What python libraries does Projects use for EEG signal preprocessing? (hint: more than one)
PsychoPy
X - MNE
X - OpenBCI
Brainflow
Which is not a step in signal processing?
Feature Extraction
Classification
X -Data Acquisition
Preprocessing Raw Data
If you wanted to observe if a person was relaxed or had their eyes closed, what frequency would you look at?
Delta (δ) Waves (0.5 - 4 Hz)
X - Theta (θ) Waves (4 - 8 Hz)
Alpha (α) Waves (8 - 13 Hz)
Beta (β) Waves (13 - 30 Hz)
Which data splitting ratio is not commonly used for classification?
80-10-10
70-15-15
X - 90-5-5
60-20-20
Which classifier (ML Model) makes a prediction by identifying the closest data points to an input?
Support Vector Machine - SVM
Convolutional Neural Network - CNN
Decision Tree - Random Forest
X - Nearest Neighbors - KNN
What is the purpose of feature extraction in EEG data analysis?
Feature extraction helps to extract useful components of the data so that our classifier is better equipped to make an accurate identification. By reducing data complexity and isolating discriminating characteristics, feature extraction helps our model to focus on relevant information. For example, to classify a person's relaxation level, we could create a band power feature that reflects the presence of alpha waves in the EEG signal, which are associated with relaxed states.
In your own words, explain what it means for a classifier (ML Model) to “learn” from data. How does it know what is right and what is wrong?

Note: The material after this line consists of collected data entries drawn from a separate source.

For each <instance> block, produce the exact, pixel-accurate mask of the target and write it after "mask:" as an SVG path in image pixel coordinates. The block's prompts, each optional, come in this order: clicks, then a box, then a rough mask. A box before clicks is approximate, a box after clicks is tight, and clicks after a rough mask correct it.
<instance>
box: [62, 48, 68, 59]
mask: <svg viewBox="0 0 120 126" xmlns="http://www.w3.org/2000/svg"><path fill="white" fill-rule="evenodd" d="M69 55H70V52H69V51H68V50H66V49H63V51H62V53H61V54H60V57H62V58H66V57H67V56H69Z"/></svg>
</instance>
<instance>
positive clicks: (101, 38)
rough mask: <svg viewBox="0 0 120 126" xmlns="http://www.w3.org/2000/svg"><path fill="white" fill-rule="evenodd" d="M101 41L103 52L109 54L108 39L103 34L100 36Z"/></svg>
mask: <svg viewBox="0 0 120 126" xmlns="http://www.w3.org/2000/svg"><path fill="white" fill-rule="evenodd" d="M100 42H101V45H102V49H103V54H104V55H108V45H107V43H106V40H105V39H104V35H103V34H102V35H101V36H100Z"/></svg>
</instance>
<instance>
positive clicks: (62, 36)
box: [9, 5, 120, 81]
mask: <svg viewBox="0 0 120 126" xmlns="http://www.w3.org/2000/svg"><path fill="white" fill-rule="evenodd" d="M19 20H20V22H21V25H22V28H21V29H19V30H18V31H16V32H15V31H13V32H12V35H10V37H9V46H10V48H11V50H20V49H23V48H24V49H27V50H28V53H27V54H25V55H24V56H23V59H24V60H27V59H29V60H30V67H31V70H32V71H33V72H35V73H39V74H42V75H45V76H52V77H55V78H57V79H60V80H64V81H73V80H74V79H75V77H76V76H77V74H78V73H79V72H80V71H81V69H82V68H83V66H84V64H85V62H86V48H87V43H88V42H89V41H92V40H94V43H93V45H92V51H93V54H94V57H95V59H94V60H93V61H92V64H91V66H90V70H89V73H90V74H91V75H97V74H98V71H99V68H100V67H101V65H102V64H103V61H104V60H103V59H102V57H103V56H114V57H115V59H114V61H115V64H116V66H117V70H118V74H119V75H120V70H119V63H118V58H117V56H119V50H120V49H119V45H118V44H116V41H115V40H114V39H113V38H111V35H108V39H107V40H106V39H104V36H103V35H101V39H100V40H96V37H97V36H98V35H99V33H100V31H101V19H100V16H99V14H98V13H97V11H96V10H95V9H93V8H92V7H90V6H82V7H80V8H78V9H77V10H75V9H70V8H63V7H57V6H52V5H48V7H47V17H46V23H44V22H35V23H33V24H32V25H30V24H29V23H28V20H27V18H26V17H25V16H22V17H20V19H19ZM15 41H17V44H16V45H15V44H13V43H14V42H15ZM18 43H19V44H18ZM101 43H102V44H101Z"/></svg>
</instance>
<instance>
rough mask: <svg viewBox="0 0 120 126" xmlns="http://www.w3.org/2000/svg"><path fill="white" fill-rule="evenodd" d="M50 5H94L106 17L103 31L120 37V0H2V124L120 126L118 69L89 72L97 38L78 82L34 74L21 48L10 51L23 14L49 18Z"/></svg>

It knows what is right and wrong from the training data, and uses that to adjust its weight to make its classifications as accurate as possible. This process on the ML model, with classifiers like KNN learning by having more data points to reference, SVM learning by adjusting its classifying vectors, and deep learning models using backpropagation to adjust neuron weights.
If your classifier’s accuracy level is below what you want, what adjustments can you make to increase performance? Don’t just name an adjustment, explain how it works!

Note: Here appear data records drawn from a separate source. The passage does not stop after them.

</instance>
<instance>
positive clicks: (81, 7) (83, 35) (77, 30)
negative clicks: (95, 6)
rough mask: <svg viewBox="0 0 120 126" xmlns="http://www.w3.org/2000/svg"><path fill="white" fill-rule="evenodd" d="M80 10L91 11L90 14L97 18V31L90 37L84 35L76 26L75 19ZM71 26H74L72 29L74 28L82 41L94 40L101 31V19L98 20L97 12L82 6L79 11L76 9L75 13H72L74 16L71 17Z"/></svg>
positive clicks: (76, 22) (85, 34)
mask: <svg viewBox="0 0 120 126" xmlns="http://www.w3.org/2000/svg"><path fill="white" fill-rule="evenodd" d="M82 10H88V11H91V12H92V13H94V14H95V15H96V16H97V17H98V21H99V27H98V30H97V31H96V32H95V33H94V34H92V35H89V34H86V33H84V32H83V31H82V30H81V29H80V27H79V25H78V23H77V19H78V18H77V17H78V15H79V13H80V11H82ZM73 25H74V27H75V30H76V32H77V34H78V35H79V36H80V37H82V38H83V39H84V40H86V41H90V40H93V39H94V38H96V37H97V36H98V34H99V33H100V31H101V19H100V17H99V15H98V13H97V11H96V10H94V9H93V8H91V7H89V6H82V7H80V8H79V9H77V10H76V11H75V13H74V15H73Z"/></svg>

There are a number of adjustments you could make to possibly improve performance:
You could make sure that your feature extraction methods are appropriate. Inappropriate feature extraction methods can hinder model performance, like making a categorical variable numeric and having that introduce bias into the data.

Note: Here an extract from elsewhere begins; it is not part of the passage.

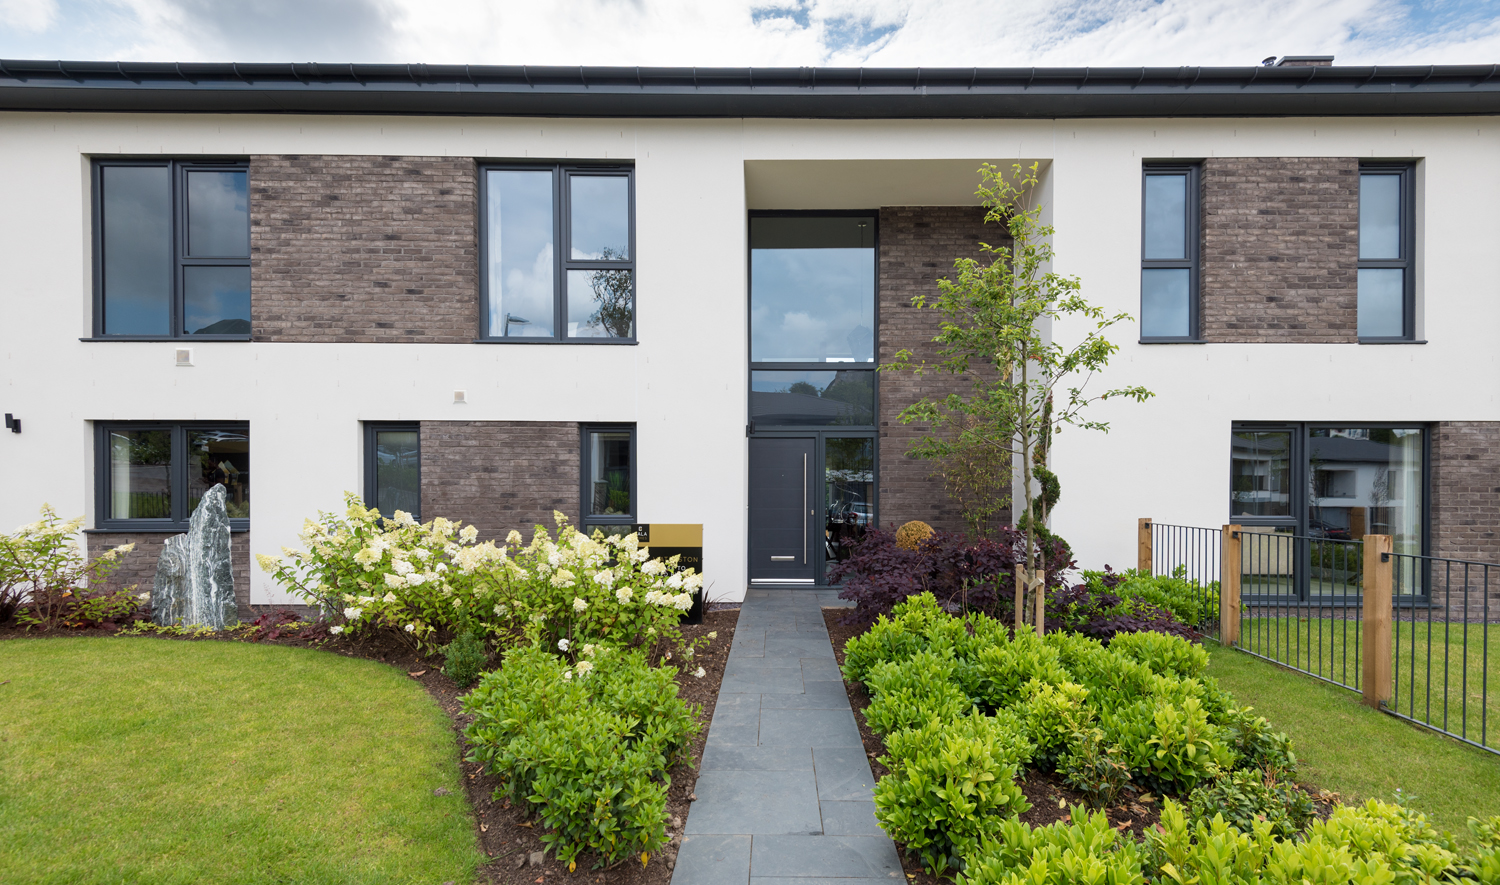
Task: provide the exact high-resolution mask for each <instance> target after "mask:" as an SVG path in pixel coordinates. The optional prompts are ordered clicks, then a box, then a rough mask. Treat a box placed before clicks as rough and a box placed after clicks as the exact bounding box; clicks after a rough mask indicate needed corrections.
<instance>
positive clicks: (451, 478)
mask: <svg viewBox="0 0 1500 885" xmlns="http://www.w3.org/2000/svg"><path fill="white" fill-rule="evenodd" d="M579 495H580V492H579V426H577V425H573V423H564V422H423V423H422V514H423V517H425V519H432V517H434V516H447V517H449V519H462V520H463V522H465V523H472V525H474V526H477V528H478V537H480V540H487V538H504V537H505V534H508V532H510V529H519V531H520V534H522V535H525V537H526V538H529V537H531V526H532V525H535V523H538V522H540V523H541V525H546V526H547V528H552V511H553V510H561V511H562V513H565V514H567V516H568V519H571V520H573V523H574V525H577V519H579V501H580V499H579Z"/></svg>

Alternatively, you could tune the hyperparameters of the model and see if that improves performance. This can be done by making adjustments to parameters like learning rate, or penalizations like regularizers and seeing how this affects performance on test and validation data.
If all else fails, you could choose a different classifier model, or even go back and collect better data if that was the root of the issue.
Extra Credit:
Draw a BCI Pipeline
Pick any type of BCI and draw its BCI pipeline include labeled arrows and mini drawings with captions to explain each step. Any fun BCI ideas are welcome! :)
Note: Can be rough sketches/color not needed
Hint: some BCI projects are using EEG signals how can you make a light turn on, make a car move in a certain direction, or perform an action in a virtual game
Extra Credit:
Choose one feature extraction technique we talked about and describe how it works
An important feature extraction technique is PCA, which is a dimensionality reduction technique that constructs a basis set of principal components that captures a maximum amount of variance in a data set. The effect of this on data is that a dataset is compressed into its most features, which can be beneficial for reducing the quantity of data, as well as removing uninformative noise.